LA VERDADERA DOCTRINA REVELADA AL PROFETA JOSÉ SMITH
Esta doctrina de la naturaleza eterna del convenio matrimonial fue revelada al profeta José Smith. Es una historia muy significativa la que ha llegado hasta nosotros en relación con el primer matrimonio sobre esta tierra. Antes de que existiera la muerte mortal, el Señor declaró:
. . . No es bueno que el hombre esté solo; le haré ayuda idónea para él. (Génesis 2:18.)
Por lo tanto, Eva fue dada a Adán, y de esta escritura queda claro que la intención era que el matrimonio entre el hombre y su esposa perdurara para siempre, pues la muerte aún no había llegado a la tierra. Este pensamiento debió haber estado en la mente de Pablo cuando declaró a los santos de Corinto:
Sin embargo, ni el varón es sin la mujer, ni la mujer sin el varón, en el Señor. (1 Corintios 11:11.)
Además, Pablo, al escribir a los miembros de la Iglesia en Éfeso, escribió lo siguiente:
Por esta causa doblo mis rodillas ante el Padre de nuestro Señor Jesucristo,
de quien toma nombre toda familia en los cielos y en la tierra, . . . (Efesios 3:14–15.)

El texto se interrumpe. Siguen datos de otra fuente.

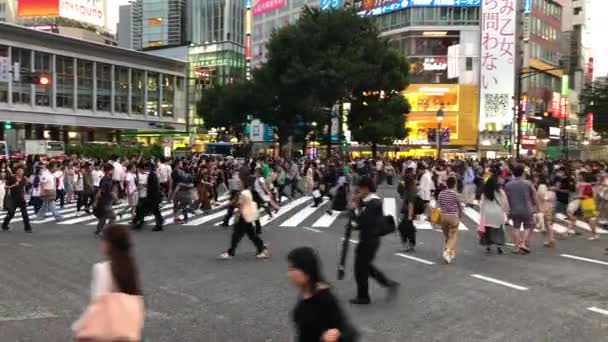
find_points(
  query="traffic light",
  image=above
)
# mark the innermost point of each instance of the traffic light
(38, 78)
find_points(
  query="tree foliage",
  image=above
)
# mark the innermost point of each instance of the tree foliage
(594, 98)
(324, 58)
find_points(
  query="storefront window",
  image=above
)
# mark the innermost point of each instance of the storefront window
(42, 63)
(137, 91)
(85, 84)
(431, 98)
(168, 95)
(153, 92)
(121, 89)
(65, 81)
(104, 87)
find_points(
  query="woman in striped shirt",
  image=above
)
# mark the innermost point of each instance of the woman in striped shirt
(451, 211)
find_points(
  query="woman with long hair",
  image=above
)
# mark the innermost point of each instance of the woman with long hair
(245, 224)
(116, 312)
(317, 315)
(494, 209)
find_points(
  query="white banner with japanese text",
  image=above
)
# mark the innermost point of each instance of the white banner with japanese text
(497, 79)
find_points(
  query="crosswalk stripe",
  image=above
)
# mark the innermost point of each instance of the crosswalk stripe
(302, 215)
(266, 219)
(326, 220)
(581, 224)
(389, 207)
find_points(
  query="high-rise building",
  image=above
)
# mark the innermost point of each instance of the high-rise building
(159, 23)
(442, 46)
(124, 27)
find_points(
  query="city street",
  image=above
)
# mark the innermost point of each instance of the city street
(551, 295)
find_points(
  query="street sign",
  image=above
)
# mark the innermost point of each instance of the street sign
(5, 69)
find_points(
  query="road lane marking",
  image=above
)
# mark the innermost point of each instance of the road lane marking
(599, 262)
(427, 262)
(302, 215)
(598, 310)
(499, 282)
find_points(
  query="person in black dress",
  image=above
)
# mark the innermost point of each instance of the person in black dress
(15, 188)
(317, 315)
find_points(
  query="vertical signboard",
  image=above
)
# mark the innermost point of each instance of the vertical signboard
(497, 82)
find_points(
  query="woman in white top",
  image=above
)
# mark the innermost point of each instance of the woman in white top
(119, 272)
(494, 208)
(116, 311)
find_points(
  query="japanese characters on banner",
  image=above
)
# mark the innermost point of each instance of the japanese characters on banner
(497, 79)
(264, 6)
(555, 105)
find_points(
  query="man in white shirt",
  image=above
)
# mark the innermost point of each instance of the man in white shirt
(164, 176)
(48, 194)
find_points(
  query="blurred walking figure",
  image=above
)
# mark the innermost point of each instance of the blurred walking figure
(116, 311)
(546, 200)
(317, 315)
(15, 187)
(451, 212)
(494, 208)
(248, 214)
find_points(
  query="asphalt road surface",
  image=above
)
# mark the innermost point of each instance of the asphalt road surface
(551, 295)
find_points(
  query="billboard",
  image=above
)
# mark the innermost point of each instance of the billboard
(264, 6)
(37, 8)
(87, 11)
(497, 81)
(379, 7)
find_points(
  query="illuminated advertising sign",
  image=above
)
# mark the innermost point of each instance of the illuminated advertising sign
(563, 108)
(498, 20)
(264, 6)
(329, 4)
(555, 100)
(380, 7)
(88, 11)
(37, 8)
(248, 46)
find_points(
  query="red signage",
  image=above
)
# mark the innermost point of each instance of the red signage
(248, 46)
(589, 127)
(555, 108)
(563, 108)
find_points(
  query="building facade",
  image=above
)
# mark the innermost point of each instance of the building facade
(96, 93)
(158, 23)
(442, 47)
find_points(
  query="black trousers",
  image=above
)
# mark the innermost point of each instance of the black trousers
(147, 206)
(364, 256)
(234, 195)
(240, 229)
(12, 209)
(407, 231)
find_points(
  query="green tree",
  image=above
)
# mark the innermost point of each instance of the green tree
(377, 120)
(594, 98)
(324, 58)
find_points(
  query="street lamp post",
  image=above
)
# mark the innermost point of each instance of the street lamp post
(438, 135)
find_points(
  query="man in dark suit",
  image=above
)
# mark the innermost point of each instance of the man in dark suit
(368, 216)
(151, 201)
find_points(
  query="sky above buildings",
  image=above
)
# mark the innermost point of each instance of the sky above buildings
(599, 24)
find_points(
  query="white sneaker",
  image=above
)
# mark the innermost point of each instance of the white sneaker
(225, 256)
(263, 255)
(447, 257)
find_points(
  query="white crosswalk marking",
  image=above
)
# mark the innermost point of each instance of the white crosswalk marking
(581, 224)
(326, 220)
(389, 207)
(302, 215)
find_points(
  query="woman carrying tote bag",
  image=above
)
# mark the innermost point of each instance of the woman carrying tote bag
(494, 208)
(116, 311)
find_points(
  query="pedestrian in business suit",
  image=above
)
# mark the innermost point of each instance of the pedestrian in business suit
(368, 215)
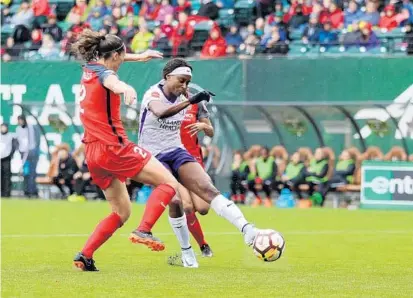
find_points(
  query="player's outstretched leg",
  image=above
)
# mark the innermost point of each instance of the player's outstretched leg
(194, 178)
(117, 196)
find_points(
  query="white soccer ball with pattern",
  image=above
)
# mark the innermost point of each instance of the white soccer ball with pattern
(269, 245)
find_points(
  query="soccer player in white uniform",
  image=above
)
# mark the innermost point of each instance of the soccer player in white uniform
(162, 112)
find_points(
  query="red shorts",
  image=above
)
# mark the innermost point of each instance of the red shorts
(107, 162)
(197, 154)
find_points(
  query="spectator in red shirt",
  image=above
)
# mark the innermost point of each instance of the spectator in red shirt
(182, 35)
(388, 20)
(150, 10)
(335, 16)
(167, 27)
(215, 46)
(41, 11)
(183, 6)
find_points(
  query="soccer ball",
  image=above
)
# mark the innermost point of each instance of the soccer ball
(269, 245)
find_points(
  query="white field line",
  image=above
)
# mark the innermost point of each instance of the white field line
(327, 232)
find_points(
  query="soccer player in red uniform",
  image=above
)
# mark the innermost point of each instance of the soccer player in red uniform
(111, 157)
(196, 120)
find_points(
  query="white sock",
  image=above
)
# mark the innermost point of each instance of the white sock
(181, 231)
(228, 210)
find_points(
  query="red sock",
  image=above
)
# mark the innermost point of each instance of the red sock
(101, 234)
(195, 228)
(157, 202)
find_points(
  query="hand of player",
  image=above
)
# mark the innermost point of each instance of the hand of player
(195, 128)
(129, 95)
(201, 96)
(150, 54)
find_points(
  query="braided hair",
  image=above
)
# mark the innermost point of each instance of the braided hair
(92, 46)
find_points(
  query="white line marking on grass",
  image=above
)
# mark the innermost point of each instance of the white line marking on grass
(327, 232)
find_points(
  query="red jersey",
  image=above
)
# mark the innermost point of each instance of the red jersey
(100, 108)
(193, 114)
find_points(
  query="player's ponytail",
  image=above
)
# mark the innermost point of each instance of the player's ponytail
(92, 46)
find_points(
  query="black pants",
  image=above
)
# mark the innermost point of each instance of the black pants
(6, 177)
(67, 182)
(325, 187)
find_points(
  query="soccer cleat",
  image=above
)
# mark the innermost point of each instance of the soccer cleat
(250, 232)
(146, 238)
(188, 258)
(84, 264)
(206, 251)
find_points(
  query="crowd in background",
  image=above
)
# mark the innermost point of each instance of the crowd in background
(168, 25)
(308, 175)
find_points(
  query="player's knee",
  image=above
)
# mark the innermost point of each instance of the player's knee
(203, 211)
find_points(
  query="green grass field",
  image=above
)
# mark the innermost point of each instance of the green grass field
(329, 253)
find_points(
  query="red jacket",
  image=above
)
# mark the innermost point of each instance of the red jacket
(214, 48)
(40, 8)
(388, 23)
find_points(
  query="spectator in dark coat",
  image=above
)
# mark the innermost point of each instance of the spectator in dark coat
(209, 9)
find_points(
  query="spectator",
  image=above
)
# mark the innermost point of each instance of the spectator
(328, 37)
(12, 51)
(388, 20)
(275, 45)
(266, 170)
(167, 27)
(343, 174)
(233, 38)
(36, 41)
(41, 11)
(408, 39)
(352, 14)
(240, 172)
(371, 15)
(335, 16)
(48, 49)
(294, 174)
(52, 28)
(215, 46)
(24, 16)
(150, 10)
(368, 38)
(298, 20)
(259, 27)
(75, 14)
(183, 6)
(104, 10)
(311, 34)
(6, 16)
(142, 39)
(129, 31)
(7, 151)
(161, 42)
(316, 173)
(182, 35)
(28, 137)
(95, 19)
(165, 10)
(67, 168)
(209, 9)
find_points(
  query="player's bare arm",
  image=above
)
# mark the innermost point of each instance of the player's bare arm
(204, 125)
(117, 86)
(143, 57)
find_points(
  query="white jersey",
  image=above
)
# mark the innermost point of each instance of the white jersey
(159, 135)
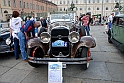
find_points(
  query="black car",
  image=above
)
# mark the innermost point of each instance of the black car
(5, 42)
(61, 43)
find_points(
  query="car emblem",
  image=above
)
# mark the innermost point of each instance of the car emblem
(59, 36)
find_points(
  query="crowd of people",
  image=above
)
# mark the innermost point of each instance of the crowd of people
(21, 31)
(87, 20)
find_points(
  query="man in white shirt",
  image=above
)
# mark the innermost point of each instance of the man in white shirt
(110, 19)
(33, 18)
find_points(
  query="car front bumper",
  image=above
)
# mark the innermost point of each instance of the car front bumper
(63, 60)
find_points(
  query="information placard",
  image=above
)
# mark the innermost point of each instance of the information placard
(55, 72)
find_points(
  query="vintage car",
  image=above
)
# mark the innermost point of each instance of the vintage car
(62, 43)
(116, 33)
(5, 42)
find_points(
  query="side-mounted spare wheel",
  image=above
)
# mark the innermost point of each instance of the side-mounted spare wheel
(84, 54)
(35, 52)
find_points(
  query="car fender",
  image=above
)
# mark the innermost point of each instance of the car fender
(36, 42)
(86, 41)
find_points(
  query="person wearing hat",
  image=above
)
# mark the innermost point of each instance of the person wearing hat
(28, 27)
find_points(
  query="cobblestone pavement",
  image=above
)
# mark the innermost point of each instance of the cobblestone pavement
(107, 66)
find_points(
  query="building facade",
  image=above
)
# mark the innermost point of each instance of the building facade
(104, 7)
(5, 9)
(27, 7)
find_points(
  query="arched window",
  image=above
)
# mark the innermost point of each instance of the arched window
(97, 8)
(106, 8)
(80, 8)
(60, 9)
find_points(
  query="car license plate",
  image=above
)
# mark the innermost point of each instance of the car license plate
(63, 65)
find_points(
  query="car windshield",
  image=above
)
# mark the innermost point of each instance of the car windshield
(60, 16)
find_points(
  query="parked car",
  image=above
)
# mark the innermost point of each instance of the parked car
(6, 45)
(116, 33)
(63, 43)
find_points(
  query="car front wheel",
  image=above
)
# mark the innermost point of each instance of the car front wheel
(84, 54)
(34, 52)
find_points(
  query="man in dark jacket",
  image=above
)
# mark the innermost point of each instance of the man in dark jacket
(44, 22)
(28, 27)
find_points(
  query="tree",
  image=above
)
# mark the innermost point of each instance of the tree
(72, 6)
(118, 6)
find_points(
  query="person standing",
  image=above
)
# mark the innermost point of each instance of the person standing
(33, 17)
(110, 19)
(44, 22)
(28, 27)
(15, 24)
(85, 20)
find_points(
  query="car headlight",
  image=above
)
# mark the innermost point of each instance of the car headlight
(74, 37)
(8, 41)
(45, 37)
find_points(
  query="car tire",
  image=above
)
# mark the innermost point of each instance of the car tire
(29, 53)
(109, 36)
(84, 54)
(83, 32)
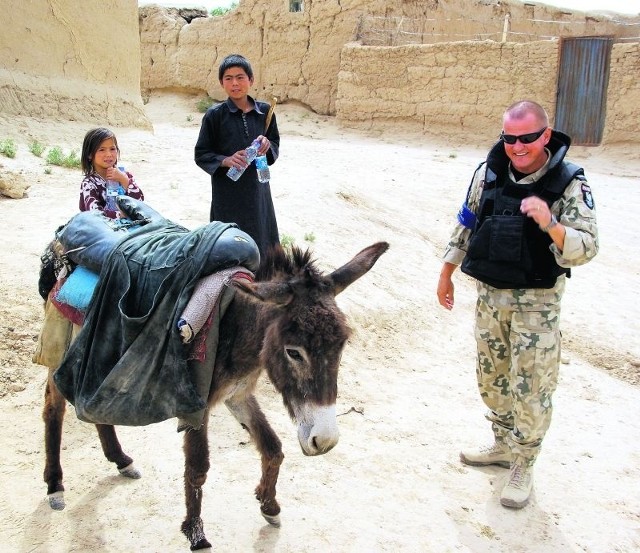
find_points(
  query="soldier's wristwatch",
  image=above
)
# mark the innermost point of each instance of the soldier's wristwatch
(551, 224)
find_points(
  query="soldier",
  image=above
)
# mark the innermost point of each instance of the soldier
(528, 217)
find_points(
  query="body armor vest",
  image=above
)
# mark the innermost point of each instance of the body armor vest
(507, 249)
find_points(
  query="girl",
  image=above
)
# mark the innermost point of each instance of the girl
(100, 155)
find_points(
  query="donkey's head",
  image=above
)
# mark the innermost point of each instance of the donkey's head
(305, 335)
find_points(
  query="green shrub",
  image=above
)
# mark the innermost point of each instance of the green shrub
(36, 148)
(8, 147)
(56, 156)
(215, 12)
(204, 104)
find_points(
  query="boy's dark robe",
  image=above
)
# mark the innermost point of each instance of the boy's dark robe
(246, 202)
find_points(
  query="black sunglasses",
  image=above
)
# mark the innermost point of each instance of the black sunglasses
(523, 138)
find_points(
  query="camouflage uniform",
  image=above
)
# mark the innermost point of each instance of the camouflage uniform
(517, 330)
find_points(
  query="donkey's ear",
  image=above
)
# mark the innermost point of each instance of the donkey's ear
(278, 293)
(358, 266)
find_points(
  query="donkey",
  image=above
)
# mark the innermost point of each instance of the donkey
(285, 322)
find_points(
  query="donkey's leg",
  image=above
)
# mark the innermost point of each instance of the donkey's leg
(248, 413)
(53, 416)
(113, 451)
(196, 466)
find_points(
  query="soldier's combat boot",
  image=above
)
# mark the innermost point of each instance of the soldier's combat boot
(518, 489)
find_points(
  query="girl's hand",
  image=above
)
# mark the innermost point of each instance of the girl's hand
(113, 173)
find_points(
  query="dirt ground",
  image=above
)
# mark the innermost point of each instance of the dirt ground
(407, 396)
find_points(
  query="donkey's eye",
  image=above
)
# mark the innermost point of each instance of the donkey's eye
(294, 354)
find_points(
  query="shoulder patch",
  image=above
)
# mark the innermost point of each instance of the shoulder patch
(586, 195)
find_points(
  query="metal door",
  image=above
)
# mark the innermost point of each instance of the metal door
(583, 77)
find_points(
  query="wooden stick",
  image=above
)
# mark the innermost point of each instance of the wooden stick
(274, 101)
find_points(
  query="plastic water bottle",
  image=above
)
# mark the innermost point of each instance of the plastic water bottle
(263, 169)
(251, 153)
(113, 191)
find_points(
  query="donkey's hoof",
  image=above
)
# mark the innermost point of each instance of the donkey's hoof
(194, 530)
(56, 501)
(130, 472)
(274, 520)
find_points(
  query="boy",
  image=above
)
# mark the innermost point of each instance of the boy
(226, 131)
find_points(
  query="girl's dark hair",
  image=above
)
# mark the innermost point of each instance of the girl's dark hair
(90, 145)
(235, 60)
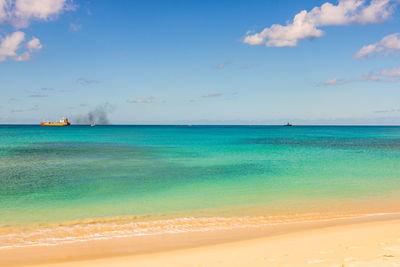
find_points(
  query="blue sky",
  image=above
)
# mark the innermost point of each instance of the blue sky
(208, 62)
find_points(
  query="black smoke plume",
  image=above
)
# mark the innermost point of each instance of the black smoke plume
(99, 115)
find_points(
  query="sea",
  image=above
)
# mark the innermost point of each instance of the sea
(77, 183)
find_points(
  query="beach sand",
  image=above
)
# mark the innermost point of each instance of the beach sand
(370, 243)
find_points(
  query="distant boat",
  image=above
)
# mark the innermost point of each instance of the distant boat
(62, 122)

Existe, entonces, una familia de Dios en los cielos así como en la tierra, ¿y quiénes serán los legítimos herederos de esa familia? Naturalmente, estará compuesta por aquellos que fueron casados por el tiempo y por toda la eternidad en el templo del Señor, porque el Señor ha escrito:
He aquí, mi casa es una casa de orden, dice el Señor Dios, y no una casa de confusión.
¿Aceptaré una ofrenda, dice el Señor, que no sea hecha en mi nombre?
¿O recibiré de vuestras manos aquello que yo no he designado?
¿Y os designaré yo, dice el Señor, si no es por ley, tal como yo y mi Padre os lo ordenamos antes que el mundo fuese?
Yo soy el Señor tu Dios; y te doy este mandamiento: que ningún hombre vendrá al Padre sino por mí o por mi palabra, que es mi ley, dice el Señor.
Y todo cuanto hay en el mundo, ya sea ordenado por los hombres, por tronos, principados, potestades o cosas de renombre, cualesquiera que sean, que no sea por mí o por mi palabra, dice el Señor, será derribado y no permanecerá después que los hombres hayan muerto, ni en la resurrección ni después de ella, dice el Señor vuestro Dios. (D. y C. 132:8–13.)
LAS BENDICIONES DEL AUMENTO ETERNO
Naturalmente, si los hombres y las mujeres, al casarse, llegan a ser miembros de la familia de Dios y tienen derecho a las bendiciones del aumento eterno después de la resurrección, entonces la ordenanza y el convenio del matrimonio deben realizarse por autoridad divina. El privilegio de efectuar tales matrimonios no puede ser asumido indiscriminadamente por cualquier individuo o ministro. Solo hay una persona a la vez que posee estas llaves divinas. Él tiene la autoridad para delegar autoridad a otros para efectuar matrimonios por el tiempo y por toda la eternidad, y a menos que esta autoridad sea concedida, los matrimonios por el tiempo y la eternidad no serían vinculantes más allá de esta vida mortal. Naturalmente, quienes desean casarse deben sujetarse a las leyes del estado. Ningún ministro ni siquiera un élder de la Iglesia tiene autoridad para efectuar matrimonios y sellar por el tiempo y por toda la eternidad, excepto aquellos a quienes se les haya delegado debidamente la autoridad por parte de quien posee estas llaves divinas: el Presidente de la Iglesia.